From September 1943, the RAAF units in the Merauke–Torres Strait area had little to do as few Japanese aircraft operated in the area. No. 86 Squadron next saw combat against Japanese aircraft on 22 and 23 January 1944 when it intercepted and destroyed two G4Ms and one Mitsubishi A6M Zero fighter near Cape Valsch; after these engagements, the Japanese ceased sending aircraft into the Merauke area.

No. 86 Squadron also undertook other tasks in addition to its air defence duties. The squadron regularly conducted patrols of the Merauke area, escorted supply ships and exercised with Australian Army units. It also undertook several ground attack missions, including an operation on 31 January 1944 in which four Japanese barges were sunk in the mouth of the Lorentz River. The official history of the RAAF in this period notes that although the two squadrons on Merauke and Horn Island saw little action, they "fulfilled a very useful purpose" by protecting the flank of the Allied forces in New Guinea.

The squadron's tour of duty at Merauke ended on 25 April 1944, when it was replaced by No. 120 (NEI) Squadron. No. 86 Squadron subsequently moved to Strauss Airfield in the Northern Territory. Shortly after it arrived, 19 of its Kittyhawks were transferred to No. 77 Squadron. This left the future of the squadron in doubt, and on 26 May it was announced that the unit was to be reduced to a cadre and its personnel used to form No. 5 Repair and Servicing Depot at Bohle River Aerodrome near Townsville, while its remaining Kittyhawks would be transferred to No. 80 Squadron. However, in June, it was decided to retain No. 86 Squadron in nucleus form with a strength of two Kittyhawks and 30 personnel.

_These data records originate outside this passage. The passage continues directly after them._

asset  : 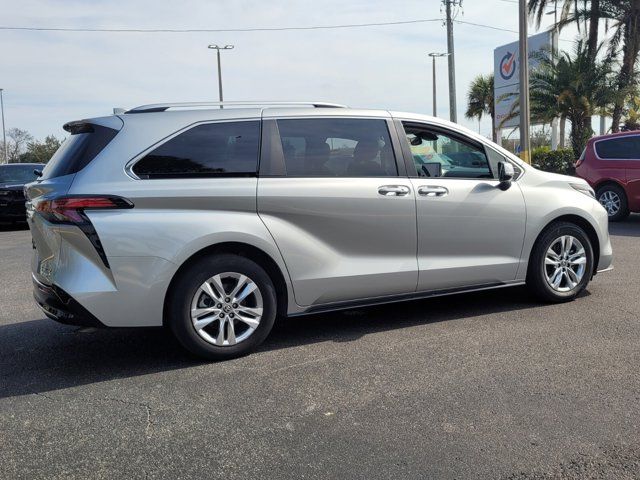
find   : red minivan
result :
[576,130,640,222]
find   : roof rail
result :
[125,101,347,113]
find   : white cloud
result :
[0,0,568,141]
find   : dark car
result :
[576,131,640,222]
[0,163,44,223]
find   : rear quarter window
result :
[131,120,260,179]
[595,136,640,160]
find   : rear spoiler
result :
[62,115,124,135]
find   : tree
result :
[531,40,614,158]
[20,135,62,163]
[0,128,33,163]
[602,0,640,132]
[465,74,496,142]
[529,0,604,63]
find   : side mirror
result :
[498,162,516,190]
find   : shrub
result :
[531,147,577,175]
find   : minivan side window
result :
[595,136,640,160]
[132,120,260,179]
[277,118,398,177]
[403,123,494,178]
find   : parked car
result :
[27,104,612,359]
[0,163,44,223]
[576,131,640,222]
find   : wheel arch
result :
[162,242,289,325]
[593,178,628,200]
[529,214,600,274]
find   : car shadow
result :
[609,214,640,237]
[0,287,556,398]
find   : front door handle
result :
[418,185,449,197]
[378,185,411,197]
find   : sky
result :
[0,0,573,138]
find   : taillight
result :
[34,196,133,224]
[33,195,133,268]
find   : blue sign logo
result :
[500,52,516,80]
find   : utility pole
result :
[518,0,531,163]
[0,88,9,163]
[429,52,449,117]
[442,0,461,123]
[207,45,233,108]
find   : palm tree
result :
[465,74,496,142]
[531,41,613,158]
[602,0,640,132]
[552,0,640,132]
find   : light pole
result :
[0,88,9,163]
[208,45,233,108]
[429,52,449,117]
[519,0,531,163]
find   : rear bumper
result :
[0,198,27,220]
[32,276,105,327]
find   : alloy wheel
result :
[544,235,587,292]
[598,190,622,217]
[191,272,264,347]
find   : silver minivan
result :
[26,102,612,359]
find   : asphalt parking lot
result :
[0,215,640,480]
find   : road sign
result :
[493,31,552,130]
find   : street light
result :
[208,45,233,108]
[0,88,9,163]
[429,52,449,117]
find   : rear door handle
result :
[418,185,449,197]
[378,185,411,197]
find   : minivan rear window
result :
[595,135,640,160]
[40,124,118,179]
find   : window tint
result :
[404,124,493,178]
[278,118,398,177]
[40,124,118,179]
[596,136,640,160]
[132,121,260,178]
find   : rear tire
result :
[527,222,594,303]
[596,183,629,222]
[167,254,277,360]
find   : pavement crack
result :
[105,397,155,439]
[33,392,57,401]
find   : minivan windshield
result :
[0,165,36,184]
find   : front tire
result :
[167,254,277,360]
[596,184,629,222]
[527,222,594,303]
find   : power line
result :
[0,18,442,33]
[454,20,518,33]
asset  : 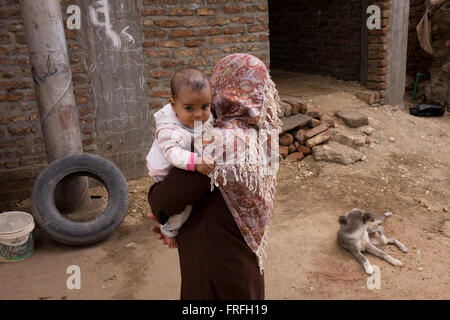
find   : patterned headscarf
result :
[197,54,281,273]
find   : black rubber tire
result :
[31,153,129,245]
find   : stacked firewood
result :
[279,100,337,161]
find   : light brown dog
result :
[337,208,408,274]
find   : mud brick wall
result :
[0,0,270,204]
[367,0,390,103]
[406,0,432,77]
[142,0,269,108]
[269,0,362,81]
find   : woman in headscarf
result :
[148,54,281,300]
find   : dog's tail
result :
[374,212,393,224]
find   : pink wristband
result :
[187,152,196,171]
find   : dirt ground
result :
[0,73,450,300]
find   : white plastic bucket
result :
[0,211,34,262]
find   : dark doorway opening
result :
[268,0,367,84]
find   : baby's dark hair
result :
[170,68,210,99]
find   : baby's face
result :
[170,86,212,128]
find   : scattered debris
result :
[103,275,117,281]
[335,111,369,128]
[312,141,363,164]
[417,249,423,271]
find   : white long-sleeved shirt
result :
[146,103,213,177]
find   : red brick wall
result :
[0,0,269,202]
[367,0,390,103]
[142,0,269,108]
[269,0,362,81]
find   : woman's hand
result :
[147,212,167,245]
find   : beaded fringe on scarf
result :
[208,78,282,274]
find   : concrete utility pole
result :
[20,0,90,210]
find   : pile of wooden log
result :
[279,100,337,161]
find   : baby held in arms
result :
[146,68,214,248]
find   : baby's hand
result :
[195,156,214,175]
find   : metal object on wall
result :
[76,0,154,179]
[20,0,89,209]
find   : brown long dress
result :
[148,168,264,300]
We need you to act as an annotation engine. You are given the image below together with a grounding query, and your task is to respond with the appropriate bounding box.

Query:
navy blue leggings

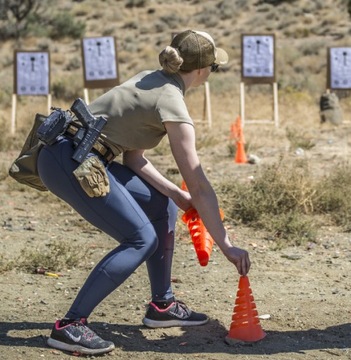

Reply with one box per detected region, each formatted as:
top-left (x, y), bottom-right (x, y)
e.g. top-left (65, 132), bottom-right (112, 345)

top-left (38, 139), bottom-right (178, 318)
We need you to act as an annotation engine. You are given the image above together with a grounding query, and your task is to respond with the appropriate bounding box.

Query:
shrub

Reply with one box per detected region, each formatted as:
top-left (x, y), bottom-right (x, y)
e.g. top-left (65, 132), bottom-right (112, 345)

top-left (218, 159), bottom-right (316, 245)
top-left (49, 11), bottom-right (85, 40)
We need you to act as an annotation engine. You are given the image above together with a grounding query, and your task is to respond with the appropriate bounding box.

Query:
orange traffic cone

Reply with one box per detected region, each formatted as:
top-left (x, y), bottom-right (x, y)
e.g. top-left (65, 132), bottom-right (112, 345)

top-left (182, 209), bottom-right (213, 266)
top-left (225, 276), bottom-right (266, 343)
top-left (182, 208), bottom-right (224, 266)
top-left (234, 141), bottom-right (247, 164)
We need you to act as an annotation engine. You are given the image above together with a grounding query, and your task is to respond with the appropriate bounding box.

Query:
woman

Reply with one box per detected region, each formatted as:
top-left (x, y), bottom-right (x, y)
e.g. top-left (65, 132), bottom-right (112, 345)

top-left (38, 30), bottom-right (250, 354)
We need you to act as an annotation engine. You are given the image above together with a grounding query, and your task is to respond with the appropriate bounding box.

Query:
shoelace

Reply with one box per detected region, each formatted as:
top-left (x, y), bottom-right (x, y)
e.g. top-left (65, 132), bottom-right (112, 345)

top-left (175, 300), bottom-right (190, 316)
top-left (72, 321), bottom-right (98, 341)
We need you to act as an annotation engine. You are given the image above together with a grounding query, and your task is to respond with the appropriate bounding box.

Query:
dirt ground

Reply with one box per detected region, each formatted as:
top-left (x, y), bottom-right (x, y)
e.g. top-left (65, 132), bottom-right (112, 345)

top-left (0, 119), bottom-right (351, 360)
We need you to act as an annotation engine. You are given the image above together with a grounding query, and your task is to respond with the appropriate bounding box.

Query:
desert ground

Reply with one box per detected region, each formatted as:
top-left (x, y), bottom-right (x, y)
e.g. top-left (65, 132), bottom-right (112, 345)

top-left (0, 0), bottom-right (351, 360)
top-left (0, 92), bottom-right (351, 360)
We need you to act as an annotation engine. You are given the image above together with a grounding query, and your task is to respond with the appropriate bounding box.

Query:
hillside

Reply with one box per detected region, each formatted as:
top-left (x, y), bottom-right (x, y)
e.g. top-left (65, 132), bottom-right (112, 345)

top-left (0, 0), bottom-right (351, 106)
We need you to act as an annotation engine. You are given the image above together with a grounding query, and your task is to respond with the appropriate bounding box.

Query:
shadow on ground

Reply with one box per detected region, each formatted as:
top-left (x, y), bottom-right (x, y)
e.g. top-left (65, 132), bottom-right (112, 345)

top-left (0, 320), bottom-right (351, 355)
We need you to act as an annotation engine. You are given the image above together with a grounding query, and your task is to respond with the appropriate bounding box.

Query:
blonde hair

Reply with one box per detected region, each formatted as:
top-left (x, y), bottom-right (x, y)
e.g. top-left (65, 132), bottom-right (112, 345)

top-left (158, 46), bottom-right (184, 74)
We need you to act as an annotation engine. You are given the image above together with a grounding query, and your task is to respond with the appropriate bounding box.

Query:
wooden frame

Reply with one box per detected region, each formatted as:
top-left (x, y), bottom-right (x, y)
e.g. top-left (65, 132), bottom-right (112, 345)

top-left (81, 36), bottom-right (120, 103)
top-left (11, 50), bottom-right (51, 134)
top-left (240, 34), bottom-right (279, 127)
top-left (241, 34), bottom-right (275, 84)
top-left (327, 46), bottom-right (351, 90)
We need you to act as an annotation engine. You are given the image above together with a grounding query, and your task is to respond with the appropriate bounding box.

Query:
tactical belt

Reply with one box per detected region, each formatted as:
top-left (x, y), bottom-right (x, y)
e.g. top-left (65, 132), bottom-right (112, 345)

top-left (65, 125), bottom-right (116, 163)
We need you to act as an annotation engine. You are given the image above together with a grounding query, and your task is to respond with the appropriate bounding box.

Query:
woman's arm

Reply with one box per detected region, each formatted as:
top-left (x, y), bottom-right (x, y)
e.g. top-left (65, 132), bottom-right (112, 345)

top-left (165, 121), bottom-right (250, 275)
top-left (123, 150), bottom-right (192, 211)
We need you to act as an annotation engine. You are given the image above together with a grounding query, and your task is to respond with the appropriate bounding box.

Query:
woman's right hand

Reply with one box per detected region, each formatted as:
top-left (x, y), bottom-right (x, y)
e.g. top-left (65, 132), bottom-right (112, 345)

top-left (172, 189), bottom-right (192, 211)
top-left (224, 246), bottom-right (251, 276)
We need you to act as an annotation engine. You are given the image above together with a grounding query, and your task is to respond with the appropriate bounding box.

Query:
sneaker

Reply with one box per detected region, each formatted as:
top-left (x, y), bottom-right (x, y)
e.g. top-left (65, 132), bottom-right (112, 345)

top-left (143, 301), bottom-right (208, 328)
top-left (48, 319), bottom-right (115, 355)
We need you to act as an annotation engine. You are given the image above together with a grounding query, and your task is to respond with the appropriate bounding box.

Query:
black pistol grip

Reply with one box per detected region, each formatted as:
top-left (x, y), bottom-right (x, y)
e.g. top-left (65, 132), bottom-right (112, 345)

top-left (71, 98), bottom-right (95, 127)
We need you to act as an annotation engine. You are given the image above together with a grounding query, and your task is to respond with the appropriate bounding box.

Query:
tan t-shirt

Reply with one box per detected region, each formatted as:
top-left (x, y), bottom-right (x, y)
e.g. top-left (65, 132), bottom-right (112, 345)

top-left (89, 70), bottom-right (193, 153)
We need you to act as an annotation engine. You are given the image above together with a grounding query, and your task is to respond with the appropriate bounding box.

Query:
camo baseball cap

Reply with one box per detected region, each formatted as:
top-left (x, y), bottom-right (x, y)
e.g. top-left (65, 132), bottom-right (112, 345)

top-left (171, 30), bottom-right (228, 71)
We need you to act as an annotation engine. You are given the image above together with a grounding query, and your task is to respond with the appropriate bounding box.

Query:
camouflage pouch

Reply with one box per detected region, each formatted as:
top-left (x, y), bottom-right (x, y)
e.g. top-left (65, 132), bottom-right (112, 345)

top-left (73, 156), bottom-right (110, 197)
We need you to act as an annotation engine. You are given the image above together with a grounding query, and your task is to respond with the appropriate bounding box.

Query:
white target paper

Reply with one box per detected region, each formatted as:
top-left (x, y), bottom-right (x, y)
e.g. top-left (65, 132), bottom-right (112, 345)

top-left (83, 37), bottom-right (117, 81)
top-left (330, 47), bottom-right (351, 89)
top-left (242, 35), bottom-right (274, 77)
top-left (16, 52), bottom-right (49, 95)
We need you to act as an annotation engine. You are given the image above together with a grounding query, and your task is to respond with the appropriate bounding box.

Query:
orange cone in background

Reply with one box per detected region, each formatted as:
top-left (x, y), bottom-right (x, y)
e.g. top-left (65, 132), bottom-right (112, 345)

top-left (225, 276), bottom-right (266, 343)
top-left (182, 208), bottom-right (224, 266)
top-left (234, 141), bottom-right (247, 164)
top-left (230, 116), bottom-right (247, 164)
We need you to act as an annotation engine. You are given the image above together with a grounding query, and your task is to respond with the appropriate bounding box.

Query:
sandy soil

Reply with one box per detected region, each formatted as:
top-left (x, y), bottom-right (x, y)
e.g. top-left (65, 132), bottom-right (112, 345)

top-left (0, 119), bottom-right (351, 360)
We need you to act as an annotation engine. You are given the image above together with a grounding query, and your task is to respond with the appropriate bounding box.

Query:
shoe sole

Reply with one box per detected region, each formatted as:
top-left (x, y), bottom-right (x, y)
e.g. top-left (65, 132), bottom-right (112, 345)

top-left (47, 338), bottom-right (115, 355)
top-left (143, 318), bottom-right (209, 329)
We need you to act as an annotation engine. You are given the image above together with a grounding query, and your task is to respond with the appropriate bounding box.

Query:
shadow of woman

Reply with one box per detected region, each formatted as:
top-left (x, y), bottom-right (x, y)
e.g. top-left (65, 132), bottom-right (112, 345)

top-left (0, 320), bottom-right (351, 355)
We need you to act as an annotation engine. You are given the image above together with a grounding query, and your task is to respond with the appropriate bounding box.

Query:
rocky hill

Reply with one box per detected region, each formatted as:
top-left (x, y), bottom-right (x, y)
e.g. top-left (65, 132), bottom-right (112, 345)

top-left (0, 0), bottom-right (351, 126)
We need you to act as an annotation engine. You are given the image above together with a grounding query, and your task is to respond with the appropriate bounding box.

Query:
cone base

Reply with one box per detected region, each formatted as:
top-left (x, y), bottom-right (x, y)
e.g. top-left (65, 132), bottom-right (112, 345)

top-left (225, 327), bottom-right (267, 345)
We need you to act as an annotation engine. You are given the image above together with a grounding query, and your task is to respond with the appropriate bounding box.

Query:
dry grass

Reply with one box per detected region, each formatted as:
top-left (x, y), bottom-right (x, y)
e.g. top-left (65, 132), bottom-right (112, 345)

top-left (0, 0), bottom-right (351, 250)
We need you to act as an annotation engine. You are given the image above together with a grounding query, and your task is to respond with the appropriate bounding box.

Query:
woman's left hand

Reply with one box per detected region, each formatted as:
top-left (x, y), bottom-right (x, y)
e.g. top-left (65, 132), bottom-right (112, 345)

top-left (172, 189), bottom-right (192, 211)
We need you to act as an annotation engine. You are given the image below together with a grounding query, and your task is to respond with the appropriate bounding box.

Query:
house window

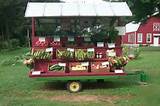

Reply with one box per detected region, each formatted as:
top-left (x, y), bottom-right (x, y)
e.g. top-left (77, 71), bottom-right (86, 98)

top-left (128, 33), bottom-right (135, 43)
top-left (138, 33), bottom-right (143, 43)
top-left (146, 33), bottom-right (152, 43)
top-left (153, 23), bottom-right (160, 31)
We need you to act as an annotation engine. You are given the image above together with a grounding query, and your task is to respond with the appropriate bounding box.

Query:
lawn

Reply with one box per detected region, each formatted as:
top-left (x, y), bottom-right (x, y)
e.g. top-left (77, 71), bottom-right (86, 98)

top-left (0, 48), bottom-right (160, 106)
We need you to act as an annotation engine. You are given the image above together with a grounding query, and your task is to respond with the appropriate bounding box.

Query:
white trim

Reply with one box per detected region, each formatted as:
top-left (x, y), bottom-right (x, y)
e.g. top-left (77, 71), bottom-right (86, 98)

top-left (25, 0), bottom-right (132, 17)
top-left (146, 33), bottom-right (152, 43)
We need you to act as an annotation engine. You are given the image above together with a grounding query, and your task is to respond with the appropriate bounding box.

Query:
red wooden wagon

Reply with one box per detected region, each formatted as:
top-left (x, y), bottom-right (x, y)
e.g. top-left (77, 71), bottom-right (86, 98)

top-left (25, 0), bottom-right (146, 92)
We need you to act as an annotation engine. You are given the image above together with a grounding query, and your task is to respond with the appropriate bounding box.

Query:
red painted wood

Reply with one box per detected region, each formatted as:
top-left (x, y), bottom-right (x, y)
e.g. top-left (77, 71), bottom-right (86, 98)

top-left (122, 17), bottom-right (160, 44)
top-left (29, 71), bottom-right (127, 77)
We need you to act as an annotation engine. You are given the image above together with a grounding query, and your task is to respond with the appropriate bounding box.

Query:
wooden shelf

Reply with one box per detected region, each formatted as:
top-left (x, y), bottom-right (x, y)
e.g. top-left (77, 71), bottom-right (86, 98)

top-left (29, 71), bottom-right (127, 77)
top-left (51, 58), bottom-right (108, 62)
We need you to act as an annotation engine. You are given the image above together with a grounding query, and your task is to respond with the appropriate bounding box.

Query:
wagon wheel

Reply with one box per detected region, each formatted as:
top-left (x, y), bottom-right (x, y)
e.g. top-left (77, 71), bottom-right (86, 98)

top-left (67, 81), bottom-right (82, 93)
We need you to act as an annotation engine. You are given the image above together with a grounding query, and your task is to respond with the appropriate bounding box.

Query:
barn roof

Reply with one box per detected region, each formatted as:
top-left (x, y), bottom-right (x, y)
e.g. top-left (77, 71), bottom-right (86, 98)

top-left (125, 22), bottom-right (141, 33)
top-left (25, 1), bottom-right (132, 17)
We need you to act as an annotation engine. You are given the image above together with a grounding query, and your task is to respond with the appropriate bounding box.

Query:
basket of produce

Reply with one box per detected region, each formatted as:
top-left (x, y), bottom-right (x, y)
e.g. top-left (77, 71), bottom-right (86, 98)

top-left (49, 63), bottom-right (66, 72)
top-left (56, 48), bottom-right (74, 59)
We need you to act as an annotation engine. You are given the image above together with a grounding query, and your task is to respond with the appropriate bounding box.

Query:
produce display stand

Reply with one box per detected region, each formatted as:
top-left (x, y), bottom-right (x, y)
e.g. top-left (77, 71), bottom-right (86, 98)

top-left (25, 1), bottom-right (145, 92)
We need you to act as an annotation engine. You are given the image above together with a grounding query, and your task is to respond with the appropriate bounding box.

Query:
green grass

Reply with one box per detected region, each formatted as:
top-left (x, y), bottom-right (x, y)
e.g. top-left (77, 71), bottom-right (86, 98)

top-left (0, 48), bottom-right (160, 106)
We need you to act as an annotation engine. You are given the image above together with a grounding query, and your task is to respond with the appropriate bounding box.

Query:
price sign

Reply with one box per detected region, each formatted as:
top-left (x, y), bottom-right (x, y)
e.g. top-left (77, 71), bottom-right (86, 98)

top-left (39, 37), bottom-right (46, 42)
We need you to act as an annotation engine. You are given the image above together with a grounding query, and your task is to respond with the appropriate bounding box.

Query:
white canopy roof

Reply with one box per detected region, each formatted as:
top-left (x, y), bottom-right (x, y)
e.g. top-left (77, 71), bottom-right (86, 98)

top-left (125, 22), bottom-right (141, 33)
top-left (25, 1), bottom-right (132, 17)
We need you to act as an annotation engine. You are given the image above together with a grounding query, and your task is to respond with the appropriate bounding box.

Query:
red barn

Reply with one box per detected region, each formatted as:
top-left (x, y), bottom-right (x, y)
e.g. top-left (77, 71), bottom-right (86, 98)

top-left (122, 17), bottom-right (160, 46)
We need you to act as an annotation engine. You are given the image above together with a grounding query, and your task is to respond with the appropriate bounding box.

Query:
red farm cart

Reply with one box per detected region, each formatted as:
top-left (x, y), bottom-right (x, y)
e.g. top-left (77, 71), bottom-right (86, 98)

top-left (25, 0), bottom-right (146, 92)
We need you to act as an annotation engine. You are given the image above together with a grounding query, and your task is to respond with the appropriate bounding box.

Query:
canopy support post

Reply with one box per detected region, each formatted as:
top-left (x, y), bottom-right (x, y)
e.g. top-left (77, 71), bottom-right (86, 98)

top-left (32, 17), bottom-right (35, 39)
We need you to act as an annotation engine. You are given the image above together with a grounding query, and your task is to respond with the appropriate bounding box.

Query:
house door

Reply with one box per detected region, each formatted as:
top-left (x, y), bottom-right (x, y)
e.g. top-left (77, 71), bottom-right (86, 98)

top-left (153, 36), bottom-right (159, 46)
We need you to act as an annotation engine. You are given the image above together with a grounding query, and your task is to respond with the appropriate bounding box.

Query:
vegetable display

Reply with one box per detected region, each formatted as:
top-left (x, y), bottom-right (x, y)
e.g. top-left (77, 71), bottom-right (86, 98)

top-left (109, 56), bottom-right (129, 69)
top-left (57, 50), bottom-right (74, 59)
top-left (75, 49), bottom-right (87, 60)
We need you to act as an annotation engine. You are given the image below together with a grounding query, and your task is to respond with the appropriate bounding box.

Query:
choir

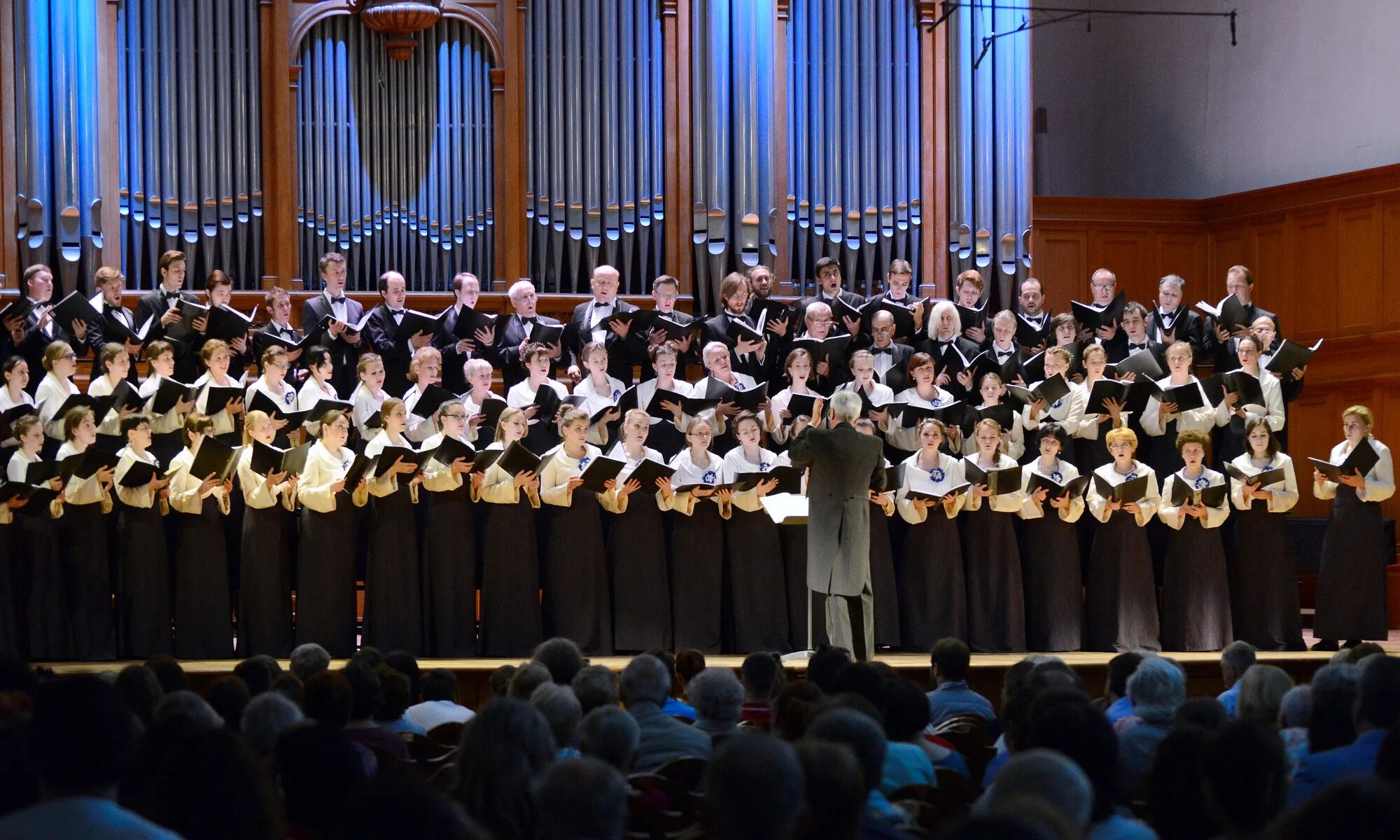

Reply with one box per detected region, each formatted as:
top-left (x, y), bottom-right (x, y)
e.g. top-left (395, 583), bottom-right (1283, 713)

top-left (0, 252), bottom-right (1394, 659)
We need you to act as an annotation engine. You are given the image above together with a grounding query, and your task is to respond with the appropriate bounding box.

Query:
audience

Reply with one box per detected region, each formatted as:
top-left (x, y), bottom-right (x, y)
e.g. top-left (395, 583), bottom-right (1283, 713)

top-left (622, 654), bottom-right (710, 773)
top-left (686, 668), bottom-right (743, 741)
top-left (403, 668), bottom-right (476, 732)
top-left (928, 638), bottom-right (997, 727)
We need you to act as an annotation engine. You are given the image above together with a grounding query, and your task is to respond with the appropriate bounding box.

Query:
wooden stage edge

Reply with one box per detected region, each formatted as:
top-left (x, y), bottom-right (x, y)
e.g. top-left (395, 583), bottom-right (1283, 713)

top-left (49, 651), bottom-right (1331, 708)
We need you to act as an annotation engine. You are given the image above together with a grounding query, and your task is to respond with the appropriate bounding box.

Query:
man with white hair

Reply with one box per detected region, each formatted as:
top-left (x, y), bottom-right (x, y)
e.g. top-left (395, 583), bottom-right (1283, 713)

top-left (788, 391), bottom-right (885, 659)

In late June 1944, No. 86 Squadron moved from Bohle River Aerodrome to Macrossan. It received more Kittyhawks and undertook training, and in June 1945, began to be re-equipped with North American P-51D Mustang fighters. The squadron established detachments at Merauke and Thursday Island, but the war ended before it could move forward into the combat zones. No. 86 Squadron was disbanded at Bohle River Aerodrome on 20 December 1945.